Tuesday, November 2, 2010

Syntax

Parts of speech, or word categories, indicate what words usually do, or may be expected to do. Some of these categories - such as nouns and pronouns - make sense when we consider words in isolation. Others - such as conjunctions or prepositions - only make sense within a longer structure, a phrase, clause or sentence.


Note that these three terms are traditional, and do not easily describe how strings of language work. All are broad categories. The sentence, especially, is much more characteristic of written than of spoken English, and of formal rather than informal usage. Alternatively, we may say that spoken English contains sentence types not usually found in writing.
The internal grammar of phrases, clauses and sentences refers to the principles (sometimes mistakenly called “rules”) of structure and organization. Be aware of the tension between model structures devised for textbooks and guides for learners of the language, and the syntax of real sentences (those you have found in speech or writing), which you are subjecting to analysis.
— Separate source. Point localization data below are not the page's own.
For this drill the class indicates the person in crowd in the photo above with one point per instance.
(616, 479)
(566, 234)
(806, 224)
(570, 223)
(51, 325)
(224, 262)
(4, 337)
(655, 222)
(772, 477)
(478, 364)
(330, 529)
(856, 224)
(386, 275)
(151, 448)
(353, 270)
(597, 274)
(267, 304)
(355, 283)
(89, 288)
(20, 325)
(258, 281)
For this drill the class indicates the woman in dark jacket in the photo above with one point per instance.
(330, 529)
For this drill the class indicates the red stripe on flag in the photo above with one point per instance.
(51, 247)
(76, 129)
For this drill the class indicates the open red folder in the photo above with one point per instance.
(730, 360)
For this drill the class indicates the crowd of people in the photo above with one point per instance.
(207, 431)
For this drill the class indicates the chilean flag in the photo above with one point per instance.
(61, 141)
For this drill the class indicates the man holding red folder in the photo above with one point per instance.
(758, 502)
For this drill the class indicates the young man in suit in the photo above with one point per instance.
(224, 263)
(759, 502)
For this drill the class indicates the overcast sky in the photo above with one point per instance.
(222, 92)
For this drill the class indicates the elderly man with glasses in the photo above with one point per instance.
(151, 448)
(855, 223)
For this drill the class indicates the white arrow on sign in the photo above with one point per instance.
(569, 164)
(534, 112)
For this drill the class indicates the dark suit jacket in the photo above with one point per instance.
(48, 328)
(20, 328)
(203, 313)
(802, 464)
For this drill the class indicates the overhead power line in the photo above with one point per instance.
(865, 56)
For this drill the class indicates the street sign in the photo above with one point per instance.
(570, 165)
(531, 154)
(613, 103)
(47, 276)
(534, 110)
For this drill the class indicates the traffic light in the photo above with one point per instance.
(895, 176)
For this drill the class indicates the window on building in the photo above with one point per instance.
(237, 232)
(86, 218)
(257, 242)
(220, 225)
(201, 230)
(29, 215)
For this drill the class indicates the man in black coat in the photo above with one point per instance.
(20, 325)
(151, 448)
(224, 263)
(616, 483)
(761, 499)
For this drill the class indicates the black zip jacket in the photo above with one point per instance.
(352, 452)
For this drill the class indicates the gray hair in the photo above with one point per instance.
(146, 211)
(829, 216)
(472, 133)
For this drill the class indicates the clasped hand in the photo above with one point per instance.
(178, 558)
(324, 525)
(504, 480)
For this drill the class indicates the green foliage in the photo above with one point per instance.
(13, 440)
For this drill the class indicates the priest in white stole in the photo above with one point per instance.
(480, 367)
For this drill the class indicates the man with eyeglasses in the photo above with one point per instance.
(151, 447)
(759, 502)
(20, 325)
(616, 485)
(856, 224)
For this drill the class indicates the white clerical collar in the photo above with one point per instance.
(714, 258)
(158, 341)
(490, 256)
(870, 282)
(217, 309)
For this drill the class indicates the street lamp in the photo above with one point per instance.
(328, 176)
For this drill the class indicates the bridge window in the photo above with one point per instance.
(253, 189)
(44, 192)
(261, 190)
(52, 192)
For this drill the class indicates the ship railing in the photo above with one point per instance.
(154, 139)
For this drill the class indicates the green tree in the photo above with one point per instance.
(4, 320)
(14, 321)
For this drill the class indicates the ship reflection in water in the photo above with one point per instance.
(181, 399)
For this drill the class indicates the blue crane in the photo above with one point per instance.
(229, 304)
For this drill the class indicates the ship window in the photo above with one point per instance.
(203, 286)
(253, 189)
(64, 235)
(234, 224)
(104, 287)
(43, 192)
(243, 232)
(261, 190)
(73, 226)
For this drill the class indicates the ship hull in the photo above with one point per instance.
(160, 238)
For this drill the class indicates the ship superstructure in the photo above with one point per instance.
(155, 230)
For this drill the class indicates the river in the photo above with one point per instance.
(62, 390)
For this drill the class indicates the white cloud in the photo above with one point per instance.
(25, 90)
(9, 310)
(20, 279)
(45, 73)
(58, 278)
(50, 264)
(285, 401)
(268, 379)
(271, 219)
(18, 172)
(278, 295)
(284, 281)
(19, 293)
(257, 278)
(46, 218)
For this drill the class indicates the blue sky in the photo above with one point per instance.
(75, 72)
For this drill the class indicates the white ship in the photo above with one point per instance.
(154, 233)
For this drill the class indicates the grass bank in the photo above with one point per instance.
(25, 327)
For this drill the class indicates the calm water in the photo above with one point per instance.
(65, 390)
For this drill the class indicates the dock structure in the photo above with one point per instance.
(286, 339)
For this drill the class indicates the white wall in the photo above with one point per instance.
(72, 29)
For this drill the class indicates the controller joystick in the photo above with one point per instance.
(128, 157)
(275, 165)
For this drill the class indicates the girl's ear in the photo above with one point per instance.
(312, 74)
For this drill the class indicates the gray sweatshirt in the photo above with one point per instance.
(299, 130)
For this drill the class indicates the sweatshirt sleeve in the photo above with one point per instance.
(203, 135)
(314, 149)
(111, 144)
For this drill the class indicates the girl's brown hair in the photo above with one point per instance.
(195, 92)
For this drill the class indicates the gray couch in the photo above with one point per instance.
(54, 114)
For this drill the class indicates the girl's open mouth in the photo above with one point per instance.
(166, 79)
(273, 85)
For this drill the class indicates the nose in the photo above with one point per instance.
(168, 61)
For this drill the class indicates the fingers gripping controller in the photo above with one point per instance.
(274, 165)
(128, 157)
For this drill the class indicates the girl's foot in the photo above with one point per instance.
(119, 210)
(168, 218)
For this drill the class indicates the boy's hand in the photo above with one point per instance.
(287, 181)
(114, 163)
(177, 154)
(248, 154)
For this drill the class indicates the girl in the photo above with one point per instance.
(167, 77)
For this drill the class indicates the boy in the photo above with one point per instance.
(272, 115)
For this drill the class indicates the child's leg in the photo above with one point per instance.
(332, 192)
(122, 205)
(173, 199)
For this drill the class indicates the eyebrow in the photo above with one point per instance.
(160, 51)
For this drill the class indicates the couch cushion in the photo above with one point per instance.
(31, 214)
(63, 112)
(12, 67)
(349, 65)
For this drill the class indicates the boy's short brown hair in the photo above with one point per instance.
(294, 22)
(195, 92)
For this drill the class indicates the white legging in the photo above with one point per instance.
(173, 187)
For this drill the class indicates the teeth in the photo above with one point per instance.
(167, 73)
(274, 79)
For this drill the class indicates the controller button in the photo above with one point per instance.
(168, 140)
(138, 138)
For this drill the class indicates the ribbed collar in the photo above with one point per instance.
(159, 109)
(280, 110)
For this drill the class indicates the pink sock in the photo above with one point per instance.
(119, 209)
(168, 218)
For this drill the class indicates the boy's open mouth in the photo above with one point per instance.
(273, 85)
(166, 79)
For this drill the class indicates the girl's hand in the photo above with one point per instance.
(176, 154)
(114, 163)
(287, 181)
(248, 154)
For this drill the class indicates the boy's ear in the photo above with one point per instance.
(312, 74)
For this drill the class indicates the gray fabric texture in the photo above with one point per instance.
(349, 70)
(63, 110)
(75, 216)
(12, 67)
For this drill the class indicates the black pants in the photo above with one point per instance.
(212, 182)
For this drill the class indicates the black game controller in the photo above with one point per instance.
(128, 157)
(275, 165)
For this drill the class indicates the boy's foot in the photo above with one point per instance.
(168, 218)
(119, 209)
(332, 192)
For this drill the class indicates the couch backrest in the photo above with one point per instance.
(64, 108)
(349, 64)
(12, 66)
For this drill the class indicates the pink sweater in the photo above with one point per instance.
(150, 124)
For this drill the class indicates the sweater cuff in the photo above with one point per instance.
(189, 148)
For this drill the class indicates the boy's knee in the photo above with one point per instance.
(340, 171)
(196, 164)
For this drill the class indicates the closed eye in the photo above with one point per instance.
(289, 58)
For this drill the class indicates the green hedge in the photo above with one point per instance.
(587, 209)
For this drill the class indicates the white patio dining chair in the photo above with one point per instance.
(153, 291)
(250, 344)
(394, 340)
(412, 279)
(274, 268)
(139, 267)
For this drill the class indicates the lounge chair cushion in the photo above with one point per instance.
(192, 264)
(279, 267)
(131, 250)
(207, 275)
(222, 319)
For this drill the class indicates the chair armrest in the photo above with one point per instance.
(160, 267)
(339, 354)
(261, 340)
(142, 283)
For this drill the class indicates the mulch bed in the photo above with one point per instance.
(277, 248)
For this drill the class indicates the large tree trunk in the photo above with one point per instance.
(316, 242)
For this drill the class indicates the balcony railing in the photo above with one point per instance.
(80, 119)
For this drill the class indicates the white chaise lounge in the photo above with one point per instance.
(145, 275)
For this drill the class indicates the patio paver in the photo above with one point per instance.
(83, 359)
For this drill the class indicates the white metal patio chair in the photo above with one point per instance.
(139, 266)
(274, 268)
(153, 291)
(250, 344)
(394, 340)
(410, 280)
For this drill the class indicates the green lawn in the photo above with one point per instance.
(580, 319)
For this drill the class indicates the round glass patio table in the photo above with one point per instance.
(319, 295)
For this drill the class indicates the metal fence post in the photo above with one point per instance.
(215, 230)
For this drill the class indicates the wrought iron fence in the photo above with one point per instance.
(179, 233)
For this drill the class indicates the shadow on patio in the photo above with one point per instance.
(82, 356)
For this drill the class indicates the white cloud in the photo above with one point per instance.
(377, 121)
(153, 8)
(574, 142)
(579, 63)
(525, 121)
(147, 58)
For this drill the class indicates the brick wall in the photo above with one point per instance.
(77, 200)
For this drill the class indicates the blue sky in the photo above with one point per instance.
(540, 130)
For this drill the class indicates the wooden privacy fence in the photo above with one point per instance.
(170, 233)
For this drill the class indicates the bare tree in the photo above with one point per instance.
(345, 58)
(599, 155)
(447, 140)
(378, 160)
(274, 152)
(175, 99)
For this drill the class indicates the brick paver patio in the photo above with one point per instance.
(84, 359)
A phrase is a useful all-purpose name for any short sequence of words (or even a single word, considered as an element in the structure of a clause or sentence), especially a grouping which could be replaced by a single word. A phrase which works like, or equates to, a noun is a noun phrase, one which qualifies a verb is an adverb phrase and so on.
A clause may be short or long, but must contain at least one main, finite verb. A short clause may in fact be identical with a verb phrase: the two terms reflect differences of emphasis or analysis in regard to the language string in question.
  • If you are analysing a sentence, you will look first for clauses;
  • if you wish to see how words have been combined in simple sequences, you will look for phrases.
Phrases are especially important for analysing spoken data, and some kinds of written text (such as advertisements or information leaflets) where (written) sentence forms are not considered essential.